You’ve generated a pkgnet Package Report and used it to get a better understanding of your package. Now what? How about sharing the knowledge!

Why share a pkgnet report? Developers who want to contribute to your package can use it to deep dive into your package’s dependencies, function control flow, or class inheritance architecture, as discussed in our other vignettes. Or perhaps someone is looking to report a bug, and they could benefit from a little help navigating the structure of your package. Or maybe even a user of your package just wants a better appreciation of how your package ticks. There are many ways that other people benefit from having a pkgnet report available for your package.

This vignette will discuss two ways you can easily publish your pkgnet report: as a vignette in your package; or adding it to the pkgnet Gallery website. These aren’t mutally exclusive—feel free to do both!

Publish as a vignette in your package

Vignettes are guides included with R packages—you are reading one right now! If you’re not familiar with vignettes, you can learn more from the chapter about them in Hadley Wickham’s book R Packages.

pkgnet provides an easy-to-use function CreatePackageVignette to create an R Markdown file that can be rendered as a standard HTML vignette using knitr.

To get started, set set your working directory to your package root and create a vignettes directory if you don’t already have one. Then simply run CreatePackageVignette()! For example, here is us creating a vignette for pkgnet itself:

library(pkgnet)
CreatePackageVignette()
#> INFO [2019-03-27 21:00:50] Creating pkgnet package report as vignette for pkgnet...
#> INFO [2019-03-27 21:00:50] ...successfully wrote vignette R Markdown file to /Users/jqi/repos/pkgnet/vignettes/pkgnet-report.Rmd

If this is your first R Markdown vignette for your package, you’ll want to add VignetteBuilder: knitr to your DESCRIPTION file and both knitr and rmarkdown as Suggests dependencies. You’ll also need to install the knitr and rmarkdown packages if you haven’t already.

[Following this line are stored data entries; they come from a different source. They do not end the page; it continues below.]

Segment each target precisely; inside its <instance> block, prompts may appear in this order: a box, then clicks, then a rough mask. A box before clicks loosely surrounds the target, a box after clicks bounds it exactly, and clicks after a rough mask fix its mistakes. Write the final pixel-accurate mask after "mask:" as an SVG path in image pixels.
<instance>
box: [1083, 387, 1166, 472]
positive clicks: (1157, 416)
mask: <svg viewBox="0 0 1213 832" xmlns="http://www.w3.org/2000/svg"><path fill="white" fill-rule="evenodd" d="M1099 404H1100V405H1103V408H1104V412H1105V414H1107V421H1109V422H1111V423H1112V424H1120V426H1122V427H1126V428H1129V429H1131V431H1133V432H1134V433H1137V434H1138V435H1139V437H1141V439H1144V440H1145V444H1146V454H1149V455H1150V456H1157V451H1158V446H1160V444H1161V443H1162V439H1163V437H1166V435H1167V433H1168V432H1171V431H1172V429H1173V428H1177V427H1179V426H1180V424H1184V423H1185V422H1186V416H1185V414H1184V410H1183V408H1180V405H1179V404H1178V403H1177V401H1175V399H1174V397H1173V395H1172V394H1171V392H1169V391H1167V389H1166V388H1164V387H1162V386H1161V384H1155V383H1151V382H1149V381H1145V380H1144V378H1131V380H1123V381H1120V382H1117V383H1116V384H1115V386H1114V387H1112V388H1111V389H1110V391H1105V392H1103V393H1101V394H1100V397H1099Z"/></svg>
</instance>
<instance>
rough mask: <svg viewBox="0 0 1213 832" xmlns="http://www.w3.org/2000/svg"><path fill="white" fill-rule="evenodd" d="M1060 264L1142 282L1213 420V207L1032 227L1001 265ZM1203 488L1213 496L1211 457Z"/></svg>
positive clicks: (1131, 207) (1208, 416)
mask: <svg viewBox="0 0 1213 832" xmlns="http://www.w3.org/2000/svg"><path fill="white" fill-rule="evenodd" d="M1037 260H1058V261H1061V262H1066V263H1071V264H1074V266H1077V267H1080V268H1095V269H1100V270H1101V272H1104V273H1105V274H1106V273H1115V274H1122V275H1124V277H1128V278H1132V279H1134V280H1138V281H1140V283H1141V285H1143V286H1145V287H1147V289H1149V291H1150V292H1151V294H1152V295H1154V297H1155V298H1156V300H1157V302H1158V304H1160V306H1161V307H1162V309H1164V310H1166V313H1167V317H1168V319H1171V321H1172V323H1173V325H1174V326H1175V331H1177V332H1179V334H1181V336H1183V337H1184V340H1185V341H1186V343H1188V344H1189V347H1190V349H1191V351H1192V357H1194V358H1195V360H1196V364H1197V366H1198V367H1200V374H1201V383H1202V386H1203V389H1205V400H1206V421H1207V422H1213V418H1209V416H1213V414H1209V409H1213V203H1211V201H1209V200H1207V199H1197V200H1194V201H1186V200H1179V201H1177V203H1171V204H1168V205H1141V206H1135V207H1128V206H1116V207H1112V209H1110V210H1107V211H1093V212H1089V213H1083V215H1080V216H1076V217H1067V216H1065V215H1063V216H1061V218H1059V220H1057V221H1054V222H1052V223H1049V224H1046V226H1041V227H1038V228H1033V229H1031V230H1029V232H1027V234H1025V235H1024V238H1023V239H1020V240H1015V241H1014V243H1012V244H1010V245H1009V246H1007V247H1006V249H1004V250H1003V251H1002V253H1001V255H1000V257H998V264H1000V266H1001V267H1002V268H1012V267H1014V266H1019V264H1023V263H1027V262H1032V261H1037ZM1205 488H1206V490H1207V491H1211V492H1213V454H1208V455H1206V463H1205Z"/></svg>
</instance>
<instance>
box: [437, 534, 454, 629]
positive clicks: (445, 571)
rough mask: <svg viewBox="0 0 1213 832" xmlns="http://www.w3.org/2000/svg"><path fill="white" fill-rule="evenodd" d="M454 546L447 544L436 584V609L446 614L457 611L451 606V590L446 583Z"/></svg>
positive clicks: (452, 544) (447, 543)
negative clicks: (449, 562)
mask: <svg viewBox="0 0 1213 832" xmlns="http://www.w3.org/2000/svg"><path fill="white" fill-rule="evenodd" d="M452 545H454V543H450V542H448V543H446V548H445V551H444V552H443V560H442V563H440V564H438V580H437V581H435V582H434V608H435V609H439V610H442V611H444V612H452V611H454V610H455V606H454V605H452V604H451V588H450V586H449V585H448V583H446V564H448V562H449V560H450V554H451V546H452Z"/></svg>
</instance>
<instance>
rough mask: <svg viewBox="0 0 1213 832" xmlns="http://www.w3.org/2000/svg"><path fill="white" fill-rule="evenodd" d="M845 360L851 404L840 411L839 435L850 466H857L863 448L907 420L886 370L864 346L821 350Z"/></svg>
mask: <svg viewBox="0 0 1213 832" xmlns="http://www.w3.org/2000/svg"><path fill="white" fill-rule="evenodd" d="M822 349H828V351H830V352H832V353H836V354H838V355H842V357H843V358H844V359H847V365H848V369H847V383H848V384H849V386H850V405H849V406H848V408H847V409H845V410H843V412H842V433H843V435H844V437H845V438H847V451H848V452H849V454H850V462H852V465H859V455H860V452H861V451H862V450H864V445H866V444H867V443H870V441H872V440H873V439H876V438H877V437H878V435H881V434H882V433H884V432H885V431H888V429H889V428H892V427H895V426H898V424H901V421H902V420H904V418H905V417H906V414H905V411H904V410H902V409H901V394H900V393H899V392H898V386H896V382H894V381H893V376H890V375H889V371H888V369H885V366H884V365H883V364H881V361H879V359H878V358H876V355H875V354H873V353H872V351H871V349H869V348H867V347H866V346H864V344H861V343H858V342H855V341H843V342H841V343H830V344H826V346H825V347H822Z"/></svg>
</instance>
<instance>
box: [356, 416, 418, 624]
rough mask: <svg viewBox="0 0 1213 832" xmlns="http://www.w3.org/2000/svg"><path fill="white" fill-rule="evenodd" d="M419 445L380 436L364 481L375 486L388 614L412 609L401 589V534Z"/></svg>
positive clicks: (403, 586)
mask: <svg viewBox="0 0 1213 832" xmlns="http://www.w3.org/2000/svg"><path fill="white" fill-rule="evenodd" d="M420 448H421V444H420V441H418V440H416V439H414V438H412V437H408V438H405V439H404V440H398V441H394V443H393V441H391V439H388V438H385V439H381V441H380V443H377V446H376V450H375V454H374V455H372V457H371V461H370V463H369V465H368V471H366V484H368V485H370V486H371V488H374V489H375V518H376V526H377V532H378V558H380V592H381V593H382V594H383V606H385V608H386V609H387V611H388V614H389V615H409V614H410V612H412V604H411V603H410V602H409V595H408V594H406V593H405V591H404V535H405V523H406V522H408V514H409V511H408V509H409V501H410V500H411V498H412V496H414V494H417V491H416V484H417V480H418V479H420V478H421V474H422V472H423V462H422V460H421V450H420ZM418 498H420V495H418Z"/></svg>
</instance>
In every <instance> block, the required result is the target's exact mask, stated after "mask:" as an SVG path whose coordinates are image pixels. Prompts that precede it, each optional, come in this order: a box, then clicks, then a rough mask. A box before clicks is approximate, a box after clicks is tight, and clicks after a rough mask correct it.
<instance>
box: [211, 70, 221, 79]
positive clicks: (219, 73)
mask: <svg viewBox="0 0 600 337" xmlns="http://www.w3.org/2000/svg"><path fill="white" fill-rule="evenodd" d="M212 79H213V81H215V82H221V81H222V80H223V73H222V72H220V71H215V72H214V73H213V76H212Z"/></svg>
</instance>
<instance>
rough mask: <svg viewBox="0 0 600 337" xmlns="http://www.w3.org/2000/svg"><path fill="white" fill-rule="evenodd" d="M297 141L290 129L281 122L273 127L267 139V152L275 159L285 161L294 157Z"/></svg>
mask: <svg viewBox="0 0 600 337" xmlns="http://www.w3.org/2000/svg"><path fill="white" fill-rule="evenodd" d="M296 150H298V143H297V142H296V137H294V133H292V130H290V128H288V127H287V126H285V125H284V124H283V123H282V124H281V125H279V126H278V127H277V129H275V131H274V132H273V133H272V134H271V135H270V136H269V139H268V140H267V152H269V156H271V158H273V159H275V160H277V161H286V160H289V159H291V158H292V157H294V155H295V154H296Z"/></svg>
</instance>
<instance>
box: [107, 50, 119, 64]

The R Markdown file generated in this way will be built when you use R CMD build to create your package tarball. That means anyone installing your package will have it available, and it will also be available through CRAN if you choose to publish your package. You can preview what it will look like with devtools::build_vignettes(). If you use pkgdown, it will also be built into an article when you use pkgdown::build_site().

You can check out our example for pkgnet to see what one looks like (it’s actually slightly customized—we used the pkg_reporters parameter).

We also welcome contributions to the pkgnet Gallery! This is a webpage on our site that showcases pkgnet reports for different packages. See the GitHub README for the pkgnet Gallery for instructions on how to contribute your package’s report.